Execute phase 120 performs all other operations including: evaluation of conditions and status; Load-Store instructions; Branch instructions; and single cycle instructions. Execute stages E1 107, E2 108 prepare for the E3 109 stage cache memory access from data cache memory 126 to retrieve the required operand.

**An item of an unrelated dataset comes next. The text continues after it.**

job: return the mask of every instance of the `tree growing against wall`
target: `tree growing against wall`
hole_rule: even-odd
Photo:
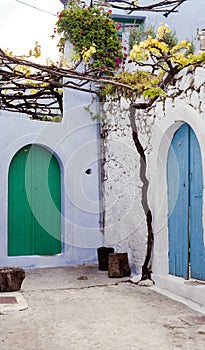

Upon a cache hit, processing proceeds to execute stage E4 117 and then to execute stage E5 124 with results stored in the register file. Upon a cache miss, memory controller 112 inserts a fixed number of stall cycles via path 128 allowing data to be retrieved from level-2 cache 127 or external memory 131. Data is returned to the pipeline via path 130.
FIG. 2 illustrates the manner in which the pipeline is filled in an example pipeline execution of a DSP that has a four cycle load latency. Successive fetch stages can occur every clock cycle. In a given fetch packet, such as fetch packet n 200, the fetch phase is completed in four clock cycles with the pipeline stages PG 201, PS 202, PW 203 and PR 204 as described in Table 1. In fetch packet n the next two clock cycles fifth 205 and sixth 206 are devoted to the program decode stage phase including dispatch stage 205 and decode stage 206. The seventh clock cycle 207 and succeeding clock cycles of fetch packet n are devoted to the execution of the commands of the instructions of the packet. Any additional processing that may be required in processing a given packet, if not executed in the first eleven clock cycles could result in pipeline stalls or data memory stalls.
Referring back to FIG. 1, cache memory accesses are initiated during pipeline stages E2 108 and E3 109 and the data is brought to the CPU boundary at pipeline stage E4 via path 130. At pipeline stage E5 124, data is written into the register file. For a cache miss 128, the pipeline stalls CPU at pipeline stage E3. FIG. 3 illustrates such a stall is at 301. This example includes two assumptions: a four cycle cache miss penalty; and the second load accesses the same cache line as the first load.
The overhead of stall cycles due to cache misses depends on the cache miss penalty and a cache hit ratio of the code executed. It is highly desirable to reduce or eliminate these stall cycles to better utilize the processing core.